The Potter family endured the Great Depression but had no lack of the necessities of life. There were chickens for meat and eggs, a milk cow, large garden, and canned beef and sausage. Joan recalled potatoes spread out in a loft of the barn to cure.
After high school, Joan attended Baker University and graduated with degrees in English and history. She taught school in Whitewater for several years. She also completed 19 hours in library science from Emporia State University.
In 1941, Joan married John Berns and began a new life as a resident of Peabody. John grew up in Peabody, but his father was a rancher, owning many acres of land in surrounding areas and the Flint Hills.
John established his own ranching operation, and the couple lived in Peabody all of their married life. He died in 1986.
Joan’s brother, Thomas M. II, took over the Potter farm after her father’s death. He decided to pursue a career in agricultural banking at Bank IV in Wichita but remained deeply involved in maintaining and managing the grassland using hired help.
Joan’s son, Fred, and his wife, Lynn, bought the farm, thereby keeping it in the family. They combined it with their own, large ranching operation. Now the Berns Ranch, Fred continues to call the farm the Potter Ranch in honor of his late great-grandfather, Thomas M. Potter.
Following in her grandfather’s footsteps, Joan has been active in the Peabody community all of her life. She served on the school board and library committee and was involved in planning for Fourth of July celebrations. She also was active in church functions and various civic clubs, and was an avid golfer.
Activities of the 93-year-old woman have become limited in recent years, but she remains in good health. About a year ago, she suffered a broken leg, spending two months in the hospital and a month at Legacy Park before returning to her home at 412 N. Vine Street.
With the help of home health, grocery deliveries, meals-on-wheels, and meals at the senior center once or twice a week, she is able to lead an independent lifestyle.
She continues to drive her car in Peabody but no longer drives out of town.
“I can’t believe they extended my license for five years!” she exclaimed.
Every Wednesday, she goes to the high school to read with students. She also makes trips to the library and hair dresser.
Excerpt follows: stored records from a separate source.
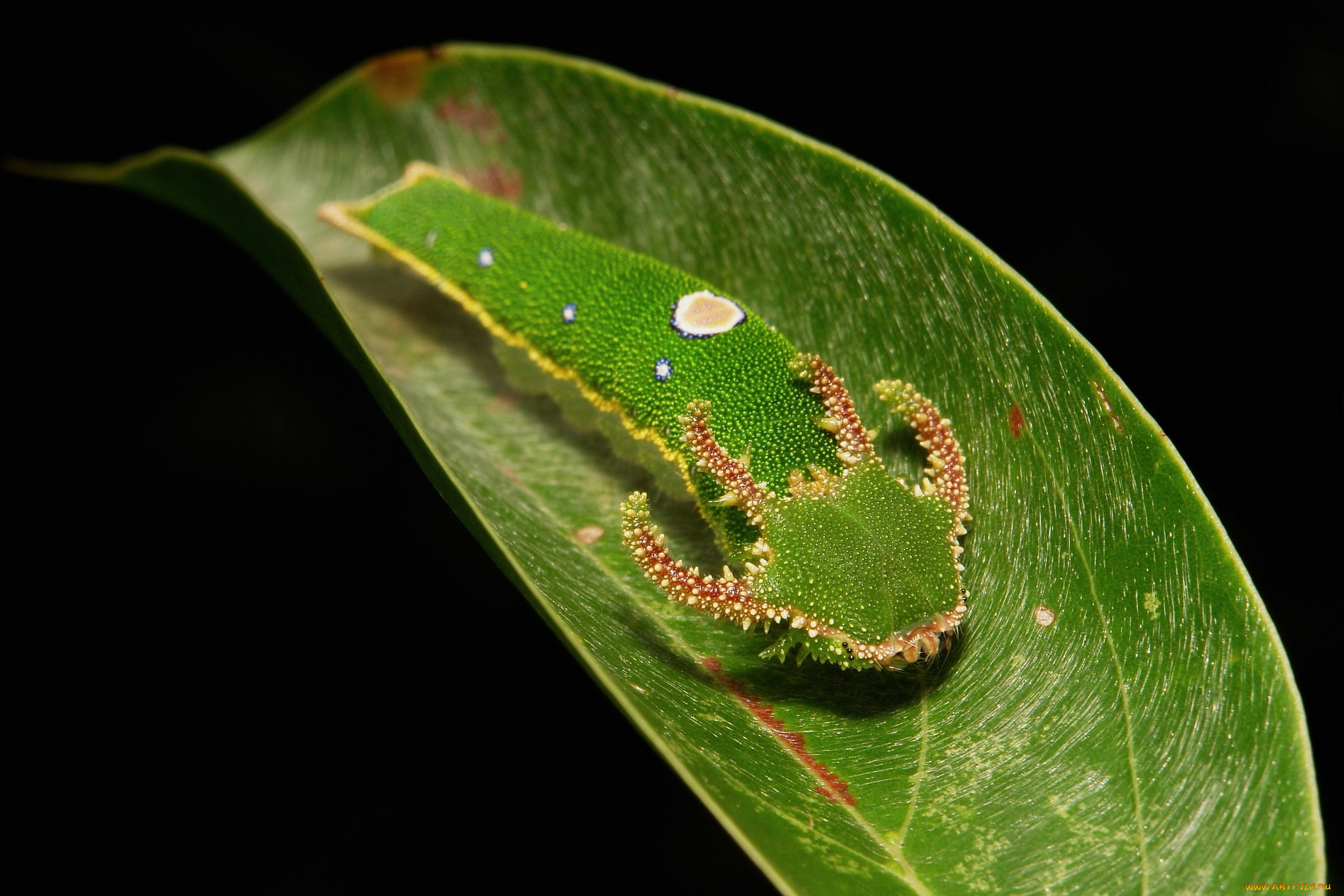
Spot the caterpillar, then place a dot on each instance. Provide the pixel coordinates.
(858, 567)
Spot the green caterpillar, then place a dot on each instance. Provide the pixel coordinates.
(858, 567)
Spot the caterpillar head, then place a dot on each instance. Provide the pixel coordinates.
(862, 569)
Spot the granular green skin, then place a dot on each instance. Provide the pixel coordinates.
(621, 329)
(851, 559)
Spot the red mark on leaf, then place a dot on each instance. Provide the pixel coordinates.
(496, 180)
(398, 77)
(831, 785)
(473, 117)
(1105, 403)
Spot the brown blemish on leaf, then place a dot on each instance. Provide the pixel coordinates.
(589, 534)
(1105, 403)
(473, 117)
(500, 403)
(496, 180)
(398, 77)
(830, 783)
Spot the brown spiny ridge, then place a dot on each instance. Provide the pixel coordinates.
(852, 441)
(740, 489)
(722, 597)
(946, 472)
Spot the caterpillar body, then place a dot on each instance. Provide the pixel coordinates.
(856, 567)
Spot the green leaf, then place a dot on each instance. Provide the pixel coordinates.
(1118, 715)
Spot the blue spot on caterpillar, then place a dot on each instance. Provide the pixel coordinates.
(855, 566)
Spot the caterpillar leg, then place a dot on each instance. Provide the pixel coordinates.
(945, 476)
(852, 442)
(740, 488)
(722, 597)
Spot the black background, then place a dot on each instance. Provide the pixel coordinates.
(230, 579)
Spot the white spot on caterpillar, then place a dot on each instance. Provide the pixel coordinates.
(704, 315)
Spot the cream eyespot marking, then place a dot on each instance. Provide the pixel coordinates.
(835, 556)
(704, 315)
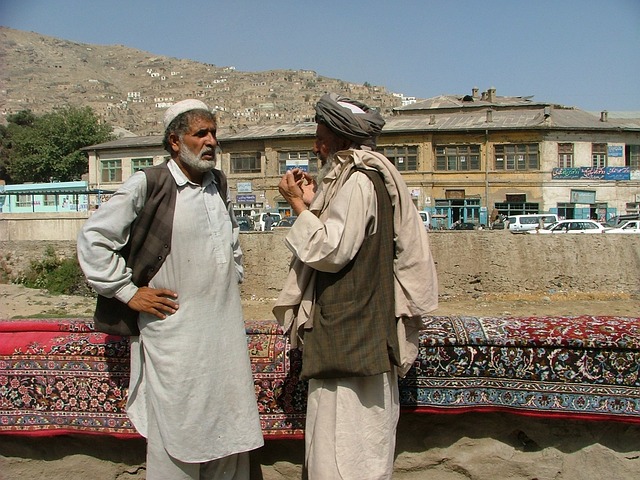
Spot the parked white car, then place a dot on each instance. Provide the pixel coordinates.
(630, 226)
(570, 226)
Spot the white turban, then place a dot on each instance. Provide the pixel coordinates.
(179, 108)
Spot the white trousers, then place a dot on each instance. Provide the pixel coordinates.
(162, 466)
(351, 424)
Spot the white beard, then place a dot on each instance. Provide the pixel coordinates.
(195, 161)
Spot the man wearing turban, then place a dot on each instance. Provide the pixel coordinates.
(361, 278)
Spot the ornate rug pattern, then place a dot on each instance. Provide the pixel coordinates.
(59, 376)
(575, 367)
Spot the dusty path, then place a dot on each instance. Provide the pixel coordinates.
(18, 301)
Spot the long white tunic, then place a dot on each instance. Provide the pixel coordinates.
(192, 367)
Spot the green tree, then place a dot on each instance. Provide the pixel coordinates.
(48, 147)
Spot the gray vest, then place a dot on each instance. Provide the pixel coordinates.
(148, 246)
(354, 325)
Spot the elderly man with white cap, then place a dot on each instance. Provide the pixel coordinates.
(166, 248)
(361, 277)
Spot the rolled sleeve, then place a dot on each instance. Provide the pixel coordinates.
(104, 234)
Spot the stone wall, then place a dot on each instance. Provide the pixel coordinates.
(467, 262)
“I am fortunate to have family nearby and to have good health,” Joan said. “We lived through trying times — the Depression, the war — but I felt the challenges we met really strengthened us and added to our lives.”
She is concerned about younger generations who have things too easy and have not learned how to manage money.
“But I suppose they’ll be able to handle it just like we did if hard times come,” she said.
The thing she most regrets is not being able to visit family members who live out-of-town. She realizes that someday she may have to go to a care home.
She is uncertain about the future but faces it unflinchingly.
“I sometimes think it would be nice to live where someone else provided three meals a day, but I don’t know,” she said. “I’m probably more active here in my own home.”
In addition to Fred, Joan has another son, Bruce, and two daughters, Patricia and Elizabeth. She also has 11 grandchildren and 11 great-grandchildren.